In some cases, some people could develop allergic reaction or larger skin reactions, such as:

  • Blister-like skin inflammations
  • Skin rashes similar to hives
  • Large and itchy wheals that are up to 20 centimeters across (about 8 inches)
  • Groups of small and swollen sacs of puss


Bedbugs feed on any mammal, including dogs and cows.

Because of the increase in world travel, bedbugs are getting into a home through clothing worn abroad and luggage.

DDT is a product that eliminates most insects that has been used for a long time, but now, because of human toxicity concerns, its use is being phased out, and current extermination practices are more insect-specific, which means that whatever’s toxic to a cockroach may not kill a bedbug.



Although some people develop complicated reactions to bedbug bites including dilation of the capillaries under the skin, formation of puss-filled blisters and hives up to 8 inches across and clusters of inflamed red bumps, however, most people experience only the itchy skin welts that bedbugs cause while feeding.

In some very rare cases, anaphylactic shock may occur as an allergic reaction to the substances the bedbug injects while feeding.


Bites usually resolve within one or two weeks, so that relieving the symptoms is the only treatment of bedbug bites.
Someone who has been bitten by bed bugs should:

  • Avoid scratching to prevent infection
  • To help relieve allergic reactions, they take antihistamines when needed
  • To relieve itching, they should apply a topical cream, such as cortisone.
  • In case of having severe reactions, they should consult their doctor.

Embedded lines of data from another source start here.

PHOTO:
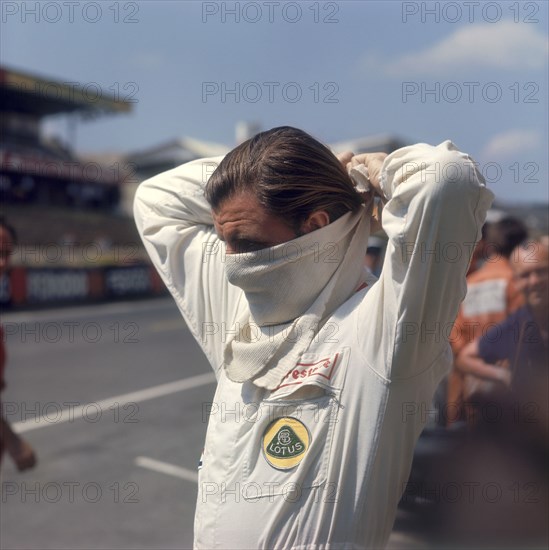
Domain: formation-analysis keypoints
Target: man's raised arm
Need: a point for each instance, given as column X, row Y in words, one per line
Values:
column 175, row 223
column 436, row 206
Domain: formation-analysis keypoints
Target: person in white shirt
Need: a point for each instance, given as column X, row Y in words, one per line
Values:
column 325, row 374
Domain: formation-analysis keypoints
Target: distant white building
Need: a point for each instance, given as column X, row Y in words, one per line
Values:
column 381, row 143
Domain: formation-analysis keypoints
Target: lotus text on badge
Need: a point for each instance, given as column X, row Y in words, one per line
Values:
column 285, row 442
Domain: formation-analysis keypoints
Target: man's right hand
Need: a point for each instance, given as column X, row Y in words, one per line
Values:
column 373, row 162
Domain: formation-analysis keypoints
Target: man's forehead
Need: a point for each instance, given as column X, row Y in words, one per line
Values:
column 235, row 206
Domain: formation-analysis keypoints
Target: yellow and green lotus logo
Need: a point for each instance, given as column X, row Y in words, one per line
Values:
column 285, row 442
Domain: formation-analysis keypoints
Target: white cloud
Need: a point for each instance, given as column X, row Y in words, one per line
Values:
column 505, row 45
column 148, row 60
column 509, row 144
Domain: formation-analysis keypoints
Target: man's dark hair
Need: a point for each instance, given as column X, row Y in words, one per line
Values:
column 290, row 173
column 506, row 234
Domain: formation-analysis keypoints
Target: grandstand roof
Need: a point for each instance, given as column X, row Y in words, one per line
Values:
column 35, row 95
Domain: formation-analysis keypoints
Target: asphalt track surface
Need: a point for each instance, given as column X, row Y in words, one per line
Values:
column 113, row 398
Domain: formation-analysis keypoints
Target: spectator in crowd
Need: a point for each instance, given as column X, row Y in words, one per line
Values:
column 513, row 355
column 19, row 450
column 491, row 296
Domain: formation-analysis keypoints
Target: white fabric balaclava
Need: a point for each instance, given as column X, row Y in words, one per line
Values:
column 292, row 289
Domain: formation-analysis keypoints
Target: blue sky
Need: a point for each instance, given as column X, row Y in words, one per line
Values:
column 473, row 72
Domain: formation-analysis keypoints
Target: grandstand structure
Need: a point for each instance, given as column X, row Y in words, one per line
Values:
column 37, row 171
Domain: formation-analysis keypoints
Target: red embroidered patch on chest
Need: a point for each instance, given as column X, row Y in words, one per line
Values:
column 302, row 372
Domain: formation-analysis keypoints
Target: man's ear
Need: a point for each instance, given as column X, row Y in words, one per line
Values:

If infection occurs, an antibiotic may be recommended and for a severe allergic reaction, oral corticosteroids may be recommended.

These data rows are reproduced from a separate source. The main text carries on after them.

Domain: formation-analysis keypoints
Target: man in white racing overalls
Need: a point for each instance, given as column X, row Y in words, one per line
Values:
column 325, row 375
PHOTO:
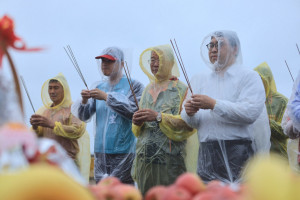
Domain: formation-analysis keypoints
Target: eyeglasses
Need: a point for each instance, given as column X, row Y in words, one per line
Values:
column 104, row 60
column 152, row 61
column 210, row 46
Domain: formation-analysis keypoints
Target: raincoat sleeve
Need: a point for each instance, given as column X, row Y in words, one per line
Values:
column 175, row 128
column 125, row 105
column 136, row 130
column 84, row 111
column 277, row 130
column 192, row 121
column 39, row 130
column 295, row 109
column 249, row 105
column 73, row 130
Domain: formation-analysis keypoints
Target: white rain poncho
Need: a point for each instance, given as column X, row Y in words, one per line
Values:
column 67, row 127
column 160, row 150
column 291, row 126
column 226, row 133
column 114, row 146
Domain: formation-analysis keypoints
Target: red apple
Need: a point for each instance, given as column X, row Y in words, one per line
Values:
column 206, row 195
column 109, row 182
column 174, row 192
column 156, row 193
column 103, row 192
column 191, row 182
column 127, row 192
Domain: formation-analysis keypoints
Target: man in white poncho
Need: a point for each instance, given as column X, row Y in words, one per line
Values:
column 224, row 107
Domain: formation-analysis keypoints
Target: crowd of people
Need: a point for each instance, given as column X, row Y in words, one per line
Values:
column 150, row 135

A person should tackle the infestation once their symptoms are treated.

  • They should freeze their pajamas, sheets and other bedclothes for at least 24 hours or launder them in hot water of at least 97 F (36 C).
  • Vacuum the area of infestation daily and freeze the vacuum bags for 24 hours
  • Use insecticide sprays around cracks and crevices in their home, such as malathion, permethrin and dichlorvos.

Garden stores may have permethrin and lawn and garden insect control sprays might contain these insecticides. However, a professional inspection of the bedbug habitat and subsequent extermination will probably be required.